Hardly a word was spoken. If one man wanted to speak to his “bunkie,” he first gave him a slight nudge on the arm or in the ribs, and then leaned over close to whisper whatever it was he had to say.
Heavy clouds obscured the stars. It was a pitch black night. But despite that, there were few accidents, although a few of the lads stumbled and went to the ground, only to rise and adjust themselves without a word.
They passed through a thick wood, but the engineers had been before them, and there was at least the semblance of a broad path, now well beaten down by the hundreds of their fellow men who had passed through before them during the last two hours.
Once a felled tree which had not entirely flattened to the ground, broke off at the stump with a sharp crack and crunching sound.

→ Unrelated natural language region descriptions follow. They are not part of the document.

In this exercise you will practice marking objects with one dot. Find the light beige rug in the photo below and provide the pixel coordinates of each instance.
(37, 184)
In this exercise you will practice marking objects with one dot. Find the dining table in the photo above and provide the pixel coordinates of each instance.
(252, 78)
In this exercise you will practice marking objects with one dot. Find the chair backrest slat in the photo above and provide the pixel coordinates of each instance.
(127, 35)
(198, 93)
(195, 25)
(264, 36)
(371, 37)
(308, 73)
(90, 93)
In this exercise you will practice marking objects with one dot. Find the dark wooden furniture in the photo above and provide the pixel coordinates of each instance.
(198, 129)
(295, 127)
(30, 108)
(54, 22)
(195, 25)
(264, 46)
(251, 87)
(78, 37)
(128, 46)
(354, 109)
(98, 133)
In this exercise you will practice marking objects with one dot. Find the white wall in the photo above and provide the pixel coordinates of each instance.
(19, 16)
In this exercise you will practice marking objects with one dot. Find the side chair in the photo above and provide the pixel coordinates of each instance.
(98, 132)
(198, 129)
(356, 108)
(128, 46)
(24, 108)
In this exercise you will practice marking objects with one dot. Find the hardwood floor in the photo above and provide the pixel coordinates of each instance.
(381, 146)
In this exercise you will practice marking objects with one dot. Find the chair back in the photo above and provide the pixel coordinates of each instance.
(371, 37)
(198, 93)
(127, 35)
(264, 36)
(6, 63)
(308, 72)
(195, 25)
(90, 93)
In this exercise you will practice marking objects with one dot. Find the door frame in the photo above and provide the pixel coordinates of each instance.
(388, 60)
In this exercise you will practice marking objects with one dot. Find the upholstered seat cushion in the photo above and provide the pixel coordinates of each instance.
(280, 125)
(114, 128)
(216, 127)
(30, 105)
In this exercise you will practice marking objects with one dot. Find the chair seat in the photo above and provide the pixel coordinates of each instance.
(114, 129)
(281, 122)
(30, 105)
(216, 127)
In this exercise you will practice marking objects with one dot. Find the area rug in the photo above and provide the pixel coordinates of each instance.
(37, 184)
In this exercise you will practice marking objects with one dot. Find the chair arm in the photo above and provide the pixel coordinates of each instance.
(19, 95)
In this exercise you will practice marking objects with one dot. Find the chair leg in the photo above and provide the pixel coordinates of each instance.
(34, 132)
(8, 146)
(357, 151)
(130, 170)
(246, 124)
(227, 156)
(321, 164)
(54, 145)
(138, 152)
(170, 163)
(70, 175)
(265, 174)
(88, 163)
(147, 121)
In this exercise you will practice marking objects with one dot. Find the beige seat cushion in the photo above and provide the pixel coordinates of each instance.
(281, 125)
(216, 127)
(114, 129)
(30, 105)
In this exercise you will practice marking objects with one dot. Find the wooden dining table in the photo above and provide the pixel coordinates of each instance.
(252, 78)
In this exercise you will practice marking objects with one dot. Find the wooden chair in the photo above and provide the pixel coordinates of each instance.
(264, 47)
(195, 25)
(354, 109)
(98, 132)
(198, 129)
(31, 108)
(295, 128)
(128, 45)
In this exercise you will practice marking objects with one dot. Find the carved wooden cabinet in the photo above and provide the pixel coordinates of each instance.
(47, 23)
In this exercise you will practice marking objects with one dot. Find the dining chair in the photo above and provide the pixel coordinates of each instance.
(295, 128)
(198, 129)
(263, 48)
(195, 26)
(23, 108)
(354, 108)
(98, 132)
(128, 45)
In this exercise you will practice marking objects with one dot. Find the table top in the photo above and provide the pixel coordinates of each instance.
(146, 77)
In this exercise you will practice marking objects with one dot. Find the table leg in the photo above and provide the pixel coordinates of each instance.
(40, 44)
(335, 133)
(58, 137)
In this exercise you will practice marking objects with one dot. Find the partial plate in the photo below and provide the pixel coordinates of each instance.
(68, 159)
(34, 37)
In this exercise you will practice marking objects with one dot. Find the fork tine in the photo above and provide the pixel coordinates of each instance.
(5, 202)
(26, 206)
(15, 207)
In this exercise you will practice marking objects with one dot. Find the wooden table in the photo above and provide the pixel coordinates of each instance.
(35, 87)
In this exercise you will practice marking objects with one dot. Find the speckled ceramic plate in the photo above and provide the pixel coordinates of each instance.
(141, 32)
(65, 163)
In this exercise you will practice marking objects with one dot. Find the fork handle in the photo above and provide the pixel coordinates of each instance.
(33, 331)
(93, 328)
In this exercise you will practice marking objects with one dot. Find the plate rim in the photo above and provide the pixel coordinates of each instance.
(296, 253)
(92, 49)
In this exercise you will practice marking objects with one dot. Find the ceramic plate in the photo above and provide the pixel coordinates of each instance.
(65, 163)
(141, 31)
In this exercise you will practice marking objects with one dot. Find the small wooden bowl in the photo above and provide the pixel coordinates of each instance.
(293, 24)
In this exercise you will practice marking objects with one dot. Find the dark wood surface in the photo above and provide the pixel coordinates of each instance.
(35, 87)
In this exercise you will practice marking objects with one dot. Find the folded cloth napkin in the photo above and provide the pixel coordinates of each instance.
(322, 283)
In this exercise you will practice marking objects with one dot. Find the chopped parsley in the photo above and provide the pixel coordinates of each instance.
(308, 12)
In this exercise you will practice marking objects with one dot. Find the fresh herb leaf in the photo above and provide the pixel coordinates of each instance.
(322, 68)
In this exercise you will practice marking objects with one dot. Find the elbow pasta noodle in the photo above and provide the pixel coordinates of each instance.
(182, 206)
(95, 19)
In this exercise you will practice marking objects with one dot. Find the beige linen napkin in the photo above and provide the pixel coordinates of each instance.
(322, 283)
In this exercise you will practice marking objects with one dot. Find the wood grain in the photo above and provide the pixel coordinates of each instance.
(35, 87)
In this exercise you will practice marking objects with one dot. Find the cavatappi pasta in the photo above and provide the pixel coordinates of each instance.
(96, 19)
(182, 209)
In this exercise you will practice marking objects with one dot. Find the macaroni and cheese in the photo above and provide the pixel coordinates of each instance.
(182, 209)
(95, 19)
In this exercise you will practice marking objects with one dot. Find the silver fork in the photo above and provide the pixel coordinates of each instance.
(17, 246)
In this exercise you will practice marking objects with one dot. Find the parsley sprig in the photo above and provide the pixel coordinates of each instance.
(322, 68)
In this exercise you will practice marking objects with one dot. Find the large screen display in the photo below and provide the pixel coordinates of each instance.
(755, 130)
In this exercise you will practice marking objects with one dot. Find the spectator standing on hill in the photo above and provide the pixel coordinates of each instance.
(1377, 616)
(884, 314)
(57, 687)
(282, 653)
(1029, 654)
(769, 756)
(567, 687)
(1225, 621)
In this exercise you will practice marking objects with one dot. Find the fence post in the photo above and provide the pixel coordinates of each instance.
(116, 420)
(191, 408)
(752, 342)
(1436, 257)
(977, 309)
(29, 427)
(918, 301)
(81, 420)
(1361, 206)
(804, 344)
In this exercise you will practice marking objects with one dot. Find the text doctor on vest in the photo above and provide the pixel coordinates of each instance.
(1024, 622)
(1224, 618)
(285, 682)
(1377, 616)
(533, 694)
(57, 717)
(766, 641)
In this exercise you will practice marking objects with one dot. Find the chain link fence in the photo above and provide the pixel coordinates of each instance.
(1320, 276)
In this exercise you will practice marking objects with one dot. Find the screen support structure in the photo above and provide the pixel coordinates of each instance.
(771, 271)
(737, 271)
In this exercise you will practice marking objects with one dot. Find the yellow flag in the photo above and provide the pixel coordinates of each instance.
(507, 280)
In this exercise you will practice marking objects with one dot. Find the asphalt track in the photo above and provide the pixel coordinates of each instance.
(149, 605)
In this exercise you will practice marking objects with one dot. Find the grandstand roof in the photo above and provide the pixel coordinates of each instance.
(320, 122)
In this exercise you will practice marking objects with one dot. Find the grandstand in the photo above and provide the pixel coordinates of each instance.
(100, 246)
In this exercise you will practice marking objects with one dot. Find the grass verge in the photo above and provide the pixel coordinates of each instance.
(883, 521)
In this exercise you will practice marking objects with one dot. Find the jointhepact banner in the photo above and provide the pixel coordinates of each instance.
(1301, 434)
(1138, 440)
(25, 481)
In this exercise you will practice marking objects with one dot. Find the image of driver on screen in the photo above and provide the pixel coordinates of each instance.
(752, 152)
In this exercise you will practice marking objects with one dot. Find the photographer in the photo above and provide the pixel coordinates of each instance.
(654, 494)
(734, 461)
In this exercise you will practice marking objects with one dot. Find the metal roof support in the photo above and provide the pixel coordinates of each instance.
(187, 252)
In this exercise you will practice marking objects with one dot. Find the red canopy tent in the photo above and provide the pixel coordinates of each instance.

On the instant every man was flat on the soggy earth, listening, intent, ready for a surprise attack or any emergency.
But Tom recognized the voice of his own captain, fifty feet on the other side of it, instructing the men as to the route of their passage, and in a moment more they were again on their way.

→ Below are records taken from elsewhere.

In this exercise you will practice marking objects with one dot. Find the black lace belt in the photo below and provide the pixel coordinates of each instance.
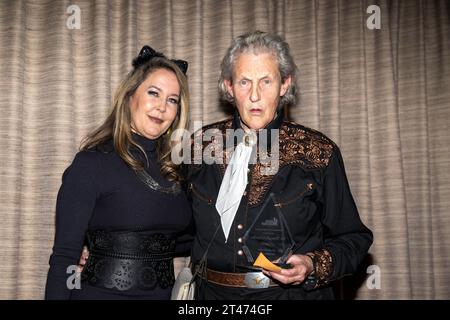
(129, 260)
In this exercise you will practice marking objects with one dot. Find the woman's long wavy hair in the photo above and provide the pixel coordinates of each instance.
(117, 125)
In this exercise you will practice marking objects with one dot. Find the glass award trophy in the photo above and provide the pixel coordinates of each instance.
(268, 234)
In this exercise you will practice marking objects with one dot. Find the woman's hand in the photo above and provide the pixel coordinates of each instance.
(302, 266)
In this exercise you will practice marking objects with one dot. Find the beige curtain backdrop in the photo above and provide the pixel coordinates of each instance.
(382, 95)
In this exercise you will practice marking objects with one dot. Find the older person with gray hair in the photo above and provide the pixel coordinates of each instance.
(274, 215)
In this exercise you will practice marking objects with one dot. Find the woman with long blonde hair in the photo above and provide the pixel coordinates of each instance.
(121, 196)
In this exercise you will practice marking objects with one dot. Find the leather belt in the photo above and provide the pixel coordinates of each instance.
(129, 260)
(251, 280)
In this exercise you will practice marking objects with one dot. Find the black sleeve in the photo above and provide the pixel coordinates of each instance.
(346, 238)
(75, 203)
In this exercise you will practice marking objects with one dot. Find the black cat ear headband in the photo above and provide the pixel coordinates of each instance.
(147, 53)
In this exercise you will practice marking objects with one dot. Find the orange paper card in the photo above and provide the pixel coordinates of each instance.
(265, 263)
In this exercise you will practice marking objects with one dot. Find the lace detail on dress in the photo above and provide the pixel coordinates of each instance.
(298, 145)
(125, 260)
(323, 266)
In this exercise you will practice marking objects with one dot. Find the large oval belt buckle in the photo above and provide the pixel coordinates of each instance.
(256, 280)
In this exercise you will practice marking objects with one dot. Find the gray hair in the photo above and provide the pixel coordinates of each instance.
(256, 42)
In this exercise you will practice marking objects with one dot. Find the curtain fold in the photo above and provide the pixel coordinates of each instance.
(382, 95)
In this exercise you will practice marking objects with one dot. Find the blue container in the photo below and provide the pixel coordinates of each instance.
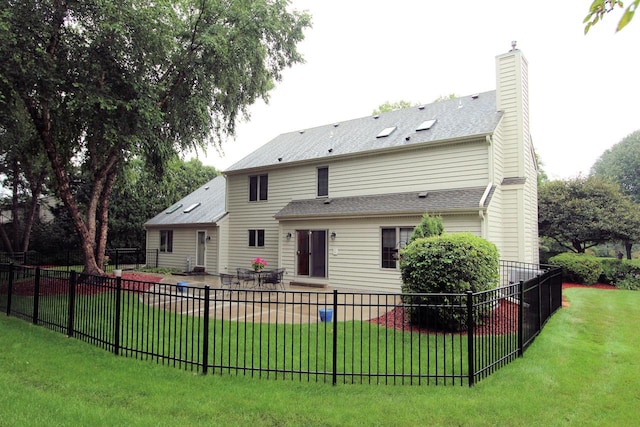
(326, 314)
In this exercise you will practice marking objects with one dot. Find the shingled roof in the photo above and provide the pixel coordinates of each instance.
(457, 118)
(463, 199)
(207, 205)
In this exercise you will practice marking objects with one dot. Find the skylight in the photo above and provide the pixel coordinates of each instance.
(192, 207)
(426, 125)
(386, 132)
(174, 208)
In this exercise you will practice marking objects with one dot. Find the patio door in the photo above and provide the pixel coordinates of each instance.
(311, 253)
(200, 248)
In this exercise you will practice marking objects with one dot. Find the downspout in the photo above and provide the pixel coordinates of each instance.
(483, 200)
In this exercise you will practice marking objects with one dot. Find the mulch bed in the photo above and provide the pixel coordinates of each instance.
(502, 321)
(131, 281)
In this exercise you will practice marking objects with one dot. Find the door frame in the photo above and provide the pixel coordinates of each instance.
(312, 256)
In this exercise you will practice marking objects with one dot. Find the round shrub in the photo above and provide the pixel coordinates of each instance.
(446, 264)
(578, 268)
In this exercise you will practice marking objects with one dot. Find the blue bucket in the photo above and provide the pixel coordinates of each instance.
(326, 314)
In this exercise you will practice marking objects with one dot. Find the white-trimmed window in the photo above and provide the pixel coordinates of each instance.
(258, 187)
(166, 240)
(393, 239)
(256, 238)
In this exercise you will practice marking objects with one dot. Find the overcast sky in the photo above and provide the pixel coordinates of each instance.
(584, 89)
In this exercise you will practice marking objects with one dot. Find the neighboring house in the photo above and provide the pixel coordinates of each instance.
(334, 204)
(187, 235)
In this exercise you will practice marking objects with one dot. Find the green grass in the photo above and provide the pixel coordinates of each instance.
(367, 352)
(582, 370)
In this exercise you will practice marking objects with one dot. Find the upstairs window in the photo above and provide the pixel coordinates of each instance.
(323, 181)
(393, 239)
(258, 187)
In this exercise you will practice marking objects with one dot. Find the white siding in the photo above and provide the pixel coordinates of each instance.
(184, 246)
(430, 168)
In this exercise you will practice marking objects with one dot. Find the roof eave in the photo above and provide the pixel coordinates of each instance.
(458, 140)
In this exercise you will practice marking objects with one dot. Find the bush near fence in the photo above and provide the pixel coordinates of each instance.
(277, 334)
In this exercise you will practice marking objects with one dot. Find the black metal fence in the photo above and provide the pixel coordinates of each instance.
(118, 258)
(337, 337)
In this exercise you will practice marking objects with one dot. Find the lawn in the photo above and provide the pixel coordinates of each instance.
(582, 370)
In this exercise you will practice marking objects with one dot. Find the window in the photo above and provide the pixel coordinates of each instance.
(258, 187)
(166, 240)
(394, 239)
(323, 181)
(256, 238)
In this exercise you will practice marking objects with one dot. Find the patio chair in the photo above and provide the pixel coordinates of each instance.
(275, 278)
(246, 276)
(228, 280)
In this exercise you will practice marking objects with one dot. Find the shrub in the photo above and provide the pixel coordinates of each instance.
(613, 270)
(447, 264)
(630, 282)
(578, 268)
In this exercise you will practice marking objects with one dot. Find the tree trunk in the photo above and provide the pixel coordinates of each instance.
(15, 207)
(103, 213)
(628, 245)
(42, 120)
(36, 189)
(5, 240)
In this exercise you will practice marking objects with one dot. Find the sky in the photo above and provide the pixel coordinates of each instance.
(584, 89)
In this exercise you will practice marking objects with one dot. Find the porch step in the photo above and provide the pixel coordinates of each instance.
(309, 285)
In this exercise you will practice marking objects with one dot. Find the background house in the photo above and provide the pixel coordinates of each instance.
(187, 235)
(334, 204)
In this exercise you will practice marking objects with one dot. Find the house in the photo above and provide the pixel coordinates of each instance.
(187, 234)
(334, 204)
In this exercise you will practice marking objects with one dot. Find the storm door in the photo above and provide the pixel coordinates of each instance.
(200, 248)
(311, 253)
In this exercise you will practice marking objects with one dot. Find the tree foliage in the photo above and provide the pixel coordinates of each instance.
(621, 164)
(102, 81)
(584, 212)
(599, 8)
(392, 106)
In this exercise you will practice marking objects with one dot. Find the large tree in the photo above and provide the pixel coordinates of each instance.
(621, 164)
(104, 80)
(584, 212)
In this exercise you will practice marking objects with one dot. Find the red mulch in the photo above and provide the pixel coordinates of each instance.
(502, 321)
(131, 281)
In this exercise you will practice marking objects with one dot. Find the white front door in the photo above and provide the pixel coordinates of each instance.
(200, 248)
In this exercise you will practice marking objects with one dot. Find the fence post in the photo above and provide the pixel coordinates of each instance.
(116, 332)
(36, 296)
(205, 340)
(334, 375)
(73, 280)
(10, 289)
(539, 304)
(521, 319)
(470, 343)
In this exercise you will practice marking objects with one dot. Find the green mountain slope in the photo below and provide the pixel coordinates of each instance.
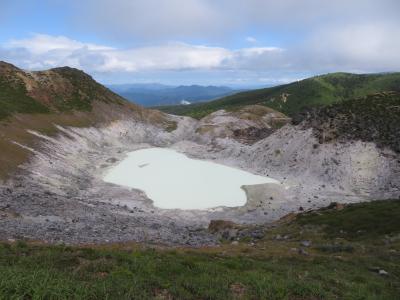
(294, 97)
(62, 96)
(373, 118)
(352, 252)
(56, 90)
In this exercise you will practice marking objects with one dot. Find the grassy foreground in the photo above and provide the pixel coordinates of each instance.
(347, 249)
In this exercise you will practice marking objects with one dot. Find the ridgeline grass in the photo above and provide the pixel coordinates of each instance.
(336, 265)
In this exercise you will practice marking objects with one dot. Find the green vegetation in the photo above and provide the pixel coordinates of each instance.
(294, 97)
(342, 262)
(13, 99)
(374, 118)
(358, 221)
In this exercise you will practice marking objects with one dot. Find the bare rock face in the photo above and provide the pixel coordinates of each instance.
(246, 125)
(58, 193)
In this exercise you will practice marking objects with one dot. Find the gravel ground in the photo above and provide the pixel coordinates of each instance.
(59, 195)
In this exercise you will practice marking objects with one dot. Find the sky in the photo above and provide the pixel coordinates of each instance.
(210, 42)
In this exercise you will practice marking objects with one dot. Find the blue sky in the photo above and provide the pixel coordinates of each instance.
(222, 42)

They were coming now into the area of the furthest obstacles and entanglements that had been thrown out by the Germans, and as they swung into a broad and fairly level road, the piles of barbed wire along its sides testified to the rapid, but efficient work of the wire-cutters who had been there for two preceding nights unobserved, and were even now but a short distance ahead, paving the way with the pioneers for the great hosts of infantry and tanks that soon were to attack the enemy.

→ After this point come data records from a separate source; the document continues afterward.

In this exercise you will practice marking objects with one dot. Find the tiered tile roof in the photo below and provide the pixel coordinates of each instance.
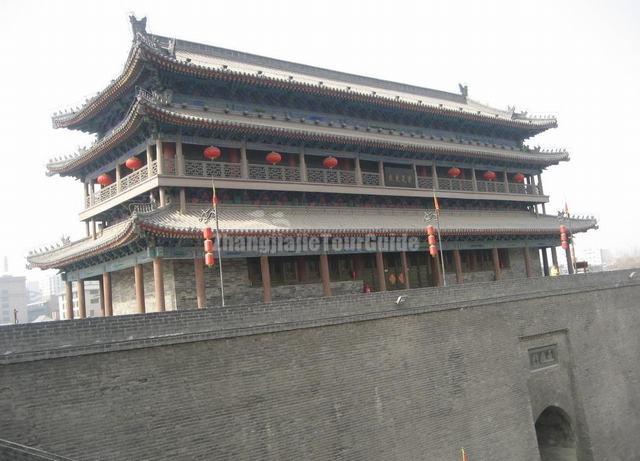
(317, 221)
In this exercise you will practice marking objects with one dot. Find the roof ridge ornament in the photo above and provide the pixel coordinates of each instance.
(464, 90)
(138, 25)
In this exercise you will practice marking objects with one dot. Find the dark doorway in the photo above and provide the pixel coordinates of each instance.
(556, 439)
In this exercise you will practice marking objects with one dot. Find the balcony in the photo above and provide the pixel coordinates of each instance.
(274, 173)
(323, 175)
(201, 169)
(207, 169)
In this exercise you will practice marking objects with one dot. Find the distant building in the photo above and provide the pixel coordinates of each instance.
(13, 299)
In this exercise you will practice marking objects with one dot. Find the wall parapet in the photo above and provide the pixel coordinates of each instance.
(30, 342)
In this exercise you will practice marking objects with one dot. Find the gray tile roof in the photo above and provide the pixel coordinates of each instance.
(274, 220)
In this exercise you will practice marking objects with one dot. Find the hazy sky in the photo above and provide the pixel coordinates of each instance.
(579, 60)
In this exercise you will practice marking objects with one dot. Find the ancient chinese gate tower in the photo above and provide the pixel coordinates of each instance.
(304, 152)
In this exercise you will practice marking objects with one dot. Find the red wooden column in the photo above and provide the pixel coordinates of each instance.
(266, 279)
(473, 260)
(101, 295)
(158, 280)
(68, 300)
(496, 263)
(569, 260)
(138, 276)
(82, 304)
(324, 273)
(201, 293)
(405, 268)
(554, 256)
(382, 283)
(438, 278)
(108, 299)
(545, 262)
(457, 261)
(527, 261)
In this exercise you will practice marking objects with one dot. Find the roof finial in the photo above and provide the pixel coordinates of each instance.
(138, 25)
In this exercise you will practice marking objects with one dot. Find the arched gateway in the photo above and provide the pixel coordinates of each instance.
(556, 439)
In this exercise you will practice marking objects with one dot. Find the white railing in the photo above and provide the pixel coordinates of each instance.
(274, 173)
(490, 186)
(529, 189)
(208, 169)
(425, 182)
(134, 178)
(105, 193)
(323, 175)
(455, 184)
(370, 179)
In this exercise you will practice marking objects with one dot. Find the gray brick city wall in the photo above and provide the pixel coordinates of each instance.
(354, 377)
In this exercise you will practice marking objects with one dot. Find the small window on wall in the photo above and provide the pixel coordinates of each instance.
(485, 260)
(503, 254)
(255, 274)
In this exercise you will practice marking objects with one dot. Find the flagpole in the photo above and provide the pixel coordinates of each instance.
(573, 245)
(437, 206)
(214, 200)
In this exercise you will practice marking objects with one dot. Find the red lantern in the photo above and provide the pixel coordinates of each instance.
(234, 156)
(133, 163)
(273, 158)
(454, 172)
(169, 149)
(330, 162)
(489, 175)
(104, 179)
(212, 153)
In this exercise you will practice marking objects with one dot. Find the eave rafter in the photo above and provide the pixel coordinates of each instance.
(146, 106)
(146, 50)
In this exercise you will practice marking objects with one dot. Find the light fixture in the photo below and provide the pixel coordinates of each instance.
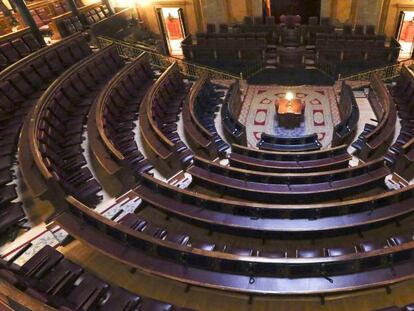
(144, 2)
(289, 96)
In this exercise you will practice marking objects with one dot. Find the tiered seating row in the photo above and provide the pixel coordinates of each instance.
(289, 144)
(60, 283)
(14, 46)
(21, 85)
(230, 114)
(199, 111)
(400, 155)
(252, 218)
(55, 132)
(158, 115)
(375, 139)
(299, 162)
(240, 270)
(349, 113)
(287, 188)
(355, 50)
(111, 122)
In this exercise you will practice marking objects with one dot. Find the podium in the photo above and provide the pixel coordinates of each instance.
(289, 113)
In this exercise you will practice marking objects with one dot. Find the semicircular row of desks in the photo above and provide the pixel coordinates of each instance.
(73, 91)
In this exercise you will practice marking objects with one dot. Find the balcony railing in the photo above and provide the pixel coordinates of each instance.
(161, 61)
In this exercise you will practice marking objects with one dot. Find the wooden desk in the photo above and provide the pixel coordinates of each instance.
(289, 113)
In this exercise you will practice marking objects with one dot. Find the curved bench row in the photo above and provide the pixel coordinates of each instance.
(111, 123)
(54, 280)
(22, 83)
(237, 270)
(286, 162)
(253, 218)
(198, 116)
(289, 144)
(158, 115)
(349, 112)
(278, 188)
(55, 131)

“Lively now, men,” Lieutenant Gaston instructed as they came upon this highway; and again they swung into a trot, after ten minutes of which, as though it had all been done by clock work, they closed in with the balance of Company C.
“If an enemy flare goes up, each man into the gutter along the roadside without a second’s hesitation,” Captain McCallum ordered. “And no noise from now on.”
It was as though he had said to them: “A few hundred yards ahead are the enemy outposts, with sentries listening for the slightest warning.” And indeed that was true.
They entered a rocky, shell-torn, treacherous field, where even the art and energy of the Engineers had failed entirely to fill all the pits or level all the mounds thrown up by the powerful projectiles which the Boches had directed there.